Bitcoin: è halal o haram? Che cosa ne pensa la finanza islamica

scritto da il 04 Aprile 2025

Post di Giulia De Vendictis, Head of Financial Supply Chain di Saras – 

Bitcoin è la prima e più famosa criptovaluta al mondo, la cui paternità è attribuita a un misterioso hacker – o a un gruppo di hacker – noto con il nome di Satoshi Nakamoto. Nel 2008, Nakamoto pubblicò il white paper intitolato “Bitcoin: A Peer-to-Peer Electronic Cash System in cui illustrava la possibilità di applicare la criptografia a un libro mastro pubblico, decentralizzato e immutabile (public ledger) dove tutte le transazioni vengono registrate in modo sicuro e trasparente: la blockchain.

Nakamoto ha descritto il Bitcoin come un sistema di pagamento alternativo che consente di inviare pagamenti peer-to-peer (P2P) direttamente da un’entità all’altra, senza la necessità di intermediari finanziari o di regolamentazione governativa. Questo implica anche il vantaggio di evitare limitazioni temporali, poiché le transazioni possono avvenire 24 ore su 24, 7 giorni su 7, anche durante i fine settimana e nei giorni festivi. Ogni transazione viene registrata all’interno di un blocco, che è collegato al blocco precedente formando una catena di blocchi (blockchain) che può essere ripercorsa fino alla prima transazione registrata.
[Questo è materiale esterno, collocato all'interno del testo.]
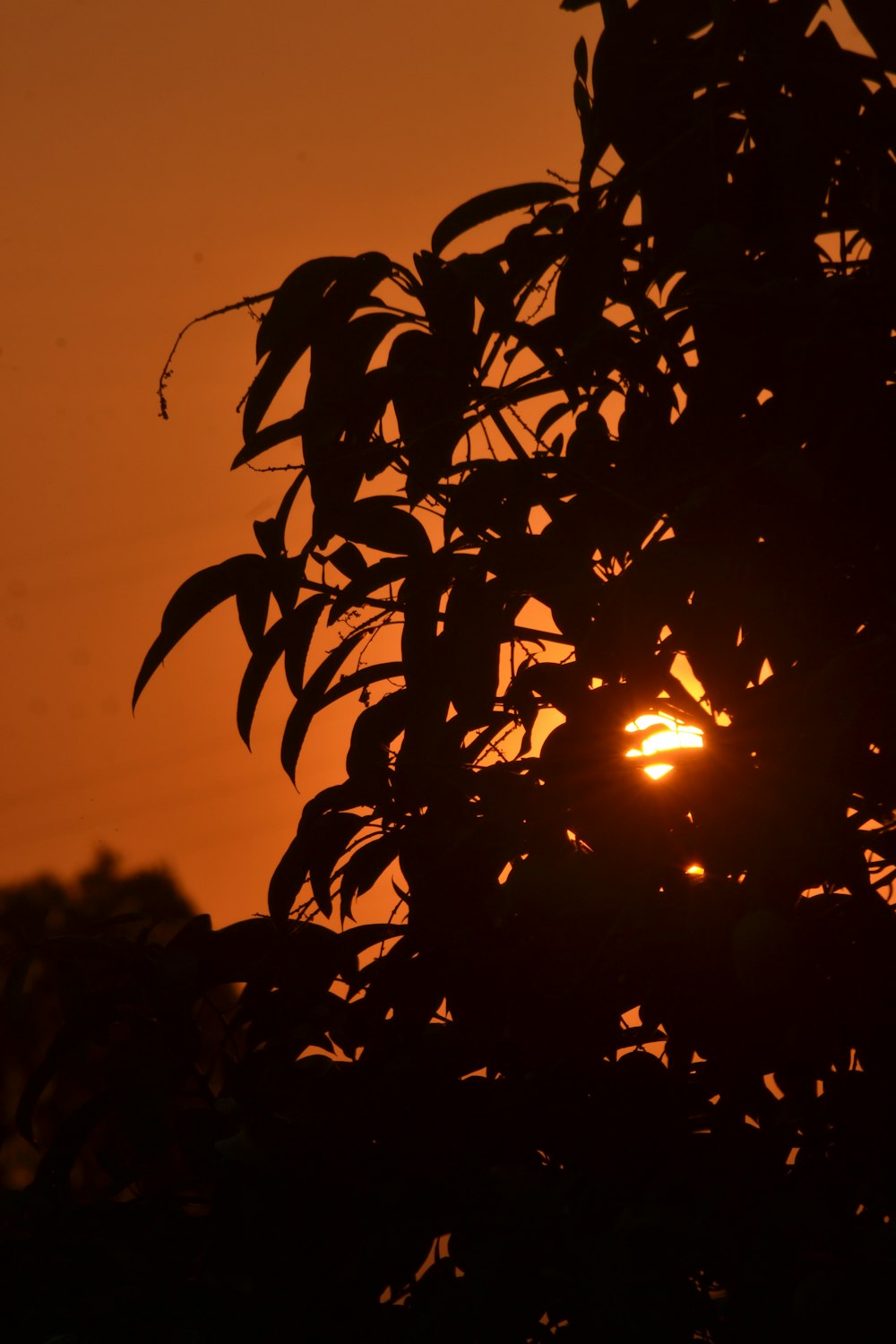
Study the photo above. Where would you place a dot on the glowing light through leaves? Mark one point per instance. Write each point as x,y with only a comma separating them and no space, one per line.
670,736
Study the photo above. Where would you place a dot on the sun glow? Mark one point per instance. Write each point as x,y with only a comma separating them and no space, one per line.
669,736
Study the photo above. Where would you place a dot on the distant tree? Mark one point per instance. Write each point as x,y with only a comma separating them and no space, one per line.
622,1067
56,941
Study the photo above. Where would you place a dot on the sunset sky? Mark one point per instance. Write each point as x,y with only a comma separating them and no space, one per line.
161,160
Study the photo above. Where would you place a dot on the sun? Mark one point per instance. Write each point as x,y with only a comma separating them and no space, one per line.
670,736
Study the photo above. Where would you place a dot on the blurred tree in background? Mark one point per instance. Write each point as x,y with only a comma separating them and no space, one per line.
613,483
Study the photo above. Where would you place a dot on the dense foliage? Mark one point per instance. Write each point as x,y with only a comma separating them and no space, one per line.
622,1064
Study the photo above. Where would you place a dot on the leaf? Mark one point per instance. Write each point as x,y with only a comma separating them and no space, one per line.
581,59
490,204
365,868
269,437
311,699
362,679
384,527
196,599
253,601
292,632
877,24
300,629
289,309
474,629
312,304
328,838
379,574
375,728
349,561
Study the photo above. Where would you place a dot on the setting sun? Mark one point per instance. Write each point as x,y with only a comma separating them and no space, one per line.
669,736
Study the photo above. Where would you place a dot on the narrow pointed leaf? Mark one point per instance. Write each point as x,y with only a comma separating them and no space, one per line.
196,599
490,204
311,699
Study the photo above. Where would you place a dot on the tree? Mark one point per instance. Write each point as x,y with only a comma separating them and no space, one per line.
622,1067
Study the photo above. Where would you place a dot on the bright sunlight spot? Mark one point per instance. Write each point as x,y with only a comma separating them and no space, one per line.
669,736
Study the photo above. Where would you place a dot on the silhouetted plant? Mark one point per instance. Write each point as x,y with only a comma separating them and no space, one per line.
633,457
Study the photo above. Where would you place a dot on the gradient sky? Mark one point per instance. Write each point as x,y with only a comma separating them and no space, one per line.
163,159
159,160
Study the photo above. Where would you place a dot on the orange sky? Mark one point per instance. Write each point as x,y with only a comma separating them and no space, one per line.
161,159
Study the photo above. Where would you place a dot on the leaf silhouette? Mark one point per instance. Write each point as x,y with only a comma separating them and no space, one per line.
309,701
290,636
490,204
193,601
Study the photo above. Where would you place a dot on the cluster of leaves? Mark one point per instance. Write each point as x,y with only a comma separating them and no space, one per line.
654,419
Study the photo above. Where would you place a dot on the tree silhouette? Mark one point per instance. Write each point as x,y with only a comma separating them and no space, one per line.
622,1064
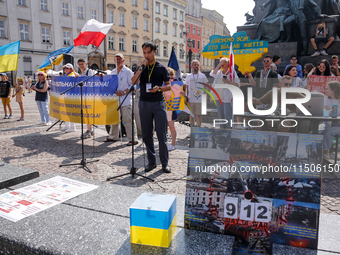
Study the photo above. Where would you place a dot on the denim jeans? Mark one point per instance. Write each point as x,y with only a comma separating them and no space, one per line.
43,110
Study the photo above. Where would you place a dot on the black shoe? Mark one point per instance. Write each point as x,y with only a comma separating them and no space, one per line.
166,169
150,167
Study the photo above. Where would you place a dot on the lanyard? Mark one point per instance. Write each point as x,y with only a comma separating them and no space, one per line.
332,103
151,71
195,80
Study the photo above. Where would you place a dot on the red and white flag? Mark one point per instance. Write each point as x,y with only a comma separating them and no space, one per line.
231,64
93,32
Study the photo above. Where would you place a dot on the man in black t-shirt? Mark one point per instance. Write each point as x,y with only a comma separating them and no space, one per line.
5,94
152,105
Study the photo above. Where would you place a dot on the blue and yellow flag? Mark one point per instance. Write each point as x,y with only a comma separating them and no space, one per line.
9,57
55,58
Grazie a questo sistema sappiamo che la prima transazione commerciale in Bitcoin è avvenuta il 22 maggio 2010 (Bitcoin Pizza Day) quando Laszlo Hanyecz acquistò due pizze per 10.000 BTC, allora equivalenti a circa 30 dollari statunitensi.

Il Bitcoin è una moneta?

Per essere definita tale, una moneta deve soddisfare tre caratteristiche: essere un’unità di conto, un mezzo di scambio e una riserva di valore. Il Bitcoin risponde ai primi due requisiti, ma non al terzo, poiché la sua volatilità lo rende inadatto a fungere da riserva di valore. Inoltre, la sua scarsa adozione e accettazione, rispetto alle valute tradizionali, ne limitano l’utilizzo come mezzo di pagamento. Alcuni Paesi lo stanno sperimentando come valuta legale, ma con risultati contrastanti.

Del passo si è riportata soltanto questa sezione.